While the e-ticketing system definitely made it easier to buy reserved tickets, the experience was far from seamless. Indian Railways’ unique Tatkal ticketing system offers the ability to book last-minute trips one day before the date of travel starting at 10 a.m. In the past, the e-ticketing system would often crash at 10 a.m. because of Tatkal ticket demand, but the system experienced issues any time there were more than 40,000 concurrent users logged on to purchase tickets. Even when it didn’t crash, the system was so slow that it would take customers up to 15 minutes to buy a ticket—and often the system would time out and not allow customers to finish their purchases.
Solution
CRIS experts had already determined that simply adding new hardware would not solve performance issues. They designed a completely new application but realized they also needed to incorporate technology that would enable the new e-ticketing system to manage huge concurrent workloads, migrate 3 million users and provide dynamic load balancing to seamlessly manage demand at peak hours.

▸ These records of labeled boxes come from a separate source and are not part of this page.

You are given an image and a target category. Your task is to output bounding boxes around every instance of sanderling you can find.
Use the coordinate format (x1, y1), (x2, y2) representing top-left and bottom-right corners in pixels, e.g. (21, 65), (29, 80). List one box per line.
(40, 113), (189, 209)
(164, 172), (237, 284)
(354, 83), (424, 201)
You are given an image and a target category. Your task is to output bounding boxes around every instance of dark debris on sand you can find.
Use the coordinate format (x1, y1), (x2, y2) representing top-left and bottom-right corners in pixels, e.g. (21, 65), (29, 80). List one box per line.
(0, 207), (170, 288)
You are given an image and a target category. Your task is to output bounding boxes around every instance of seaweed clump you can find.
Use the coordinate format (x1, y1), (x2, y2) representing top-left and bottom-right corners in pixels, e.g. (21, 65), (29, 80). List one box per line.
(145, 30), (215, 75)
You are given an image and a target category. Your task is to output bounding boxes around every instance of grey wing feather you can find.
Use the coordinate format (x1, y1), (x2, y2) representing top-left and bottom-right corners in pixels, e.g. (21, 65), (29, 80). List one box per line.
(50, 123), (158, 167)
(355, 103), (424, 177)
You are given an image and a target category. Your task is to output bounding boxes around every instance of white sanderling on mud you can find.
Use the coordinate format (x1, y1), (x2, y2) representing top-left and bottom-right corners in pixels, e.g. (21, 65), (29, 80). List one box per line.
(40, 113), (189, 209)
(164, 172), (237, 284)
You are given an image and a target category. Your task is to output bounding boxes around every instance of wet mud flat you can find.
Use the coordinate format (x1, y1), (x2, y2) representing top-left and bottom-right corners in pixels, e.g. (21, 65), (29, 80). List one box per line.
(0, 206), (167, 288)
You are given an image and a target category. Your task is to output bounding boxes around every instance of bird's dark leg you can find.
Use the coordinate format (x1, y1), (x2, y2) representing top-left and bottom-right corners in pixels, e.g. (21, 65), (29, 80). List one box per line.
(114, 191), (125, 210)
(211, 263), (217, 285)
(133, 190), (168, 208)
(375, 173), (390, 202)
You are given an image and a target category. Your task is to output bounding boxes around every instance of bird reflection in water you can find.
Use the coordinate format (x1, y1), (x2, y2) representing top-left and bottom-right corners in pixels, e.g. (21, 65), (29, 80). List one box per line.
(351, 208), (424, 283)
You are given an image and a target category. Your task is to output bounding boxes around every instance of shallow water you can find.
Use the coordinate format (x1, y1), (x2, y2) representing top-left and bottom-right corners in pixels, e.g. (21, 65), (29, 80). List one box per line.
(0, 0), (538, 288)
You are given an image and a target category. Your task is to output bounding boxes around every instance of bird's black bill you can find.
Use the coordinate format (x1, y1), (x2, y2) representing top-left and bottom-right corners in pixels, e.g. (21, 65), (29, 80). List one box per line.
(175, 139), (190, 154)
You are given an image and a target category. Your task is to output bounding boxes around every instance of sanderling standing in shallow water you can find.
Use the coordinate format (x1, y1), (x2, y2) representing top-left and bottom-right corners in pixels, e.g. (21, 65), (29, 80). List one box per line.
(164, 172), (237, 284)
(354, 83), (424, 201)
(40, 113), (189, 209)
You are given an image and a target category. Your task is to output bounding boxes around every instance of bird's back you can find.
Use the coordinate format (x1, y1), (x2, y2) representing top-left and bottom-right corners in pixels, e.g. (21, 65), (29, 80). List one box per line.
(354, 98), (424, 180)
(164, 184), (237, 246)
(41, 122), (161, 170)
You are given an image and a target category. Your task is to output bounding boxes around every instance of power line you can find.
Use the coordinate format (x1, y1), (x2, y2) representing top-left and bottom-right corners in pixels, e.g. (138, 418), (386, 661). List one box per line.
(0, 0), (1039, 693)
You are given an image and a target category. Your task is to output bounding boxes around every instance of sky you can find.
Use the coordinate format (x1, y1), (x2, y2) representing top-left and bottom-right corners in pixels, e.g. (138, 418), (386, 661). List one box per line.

After evaluating a variety of options, CRIS IT leaders chose to base their application on Pivotal GemFire, a distributed in-memory database which is part of Pivotal Big Data Suite. The CRIS team designed their new e-ticketing system around the shared-nothing distributed architecture of GemFire to improve load balancing at the web and application tiers.
CRIS initiated a pilot of the new e-ticketing system in June 2014, successfully migrated all 3 million users and then launched the system officially on July 2014.
CRIS uses Pivotal GemFire to support high concurrent transactions for reservations and ticket purchases in the newly launched Indian Railways next-generation e-ticketing system. The scalability and resilience features in GemFire have helped to increase the capacity and availability of the service.
Benefits
In the past, the old system would crash if more than 40,000 users tried to access the system at one time. Now, thanks to the ability of GemFire to manage data in memory across a cluster of nodes, the new system can easily scale to more than 200,000 concurrent users without impacting performance—even at high demand times.
Due to performance issues, Indian Railways used to only be able to sell a maximum of 2,000 tickets every minute. Today, because of dynamic load balancing and improved performance, the system can manage surges in sales of more than 10,000 per minute, such as during holiday periods such as Diwali. And on an hourly basis, average online sales are now nearly two and a half times higher than they used to be, growing from 60,000 per hour in online ticket sales to 150,000 per hour.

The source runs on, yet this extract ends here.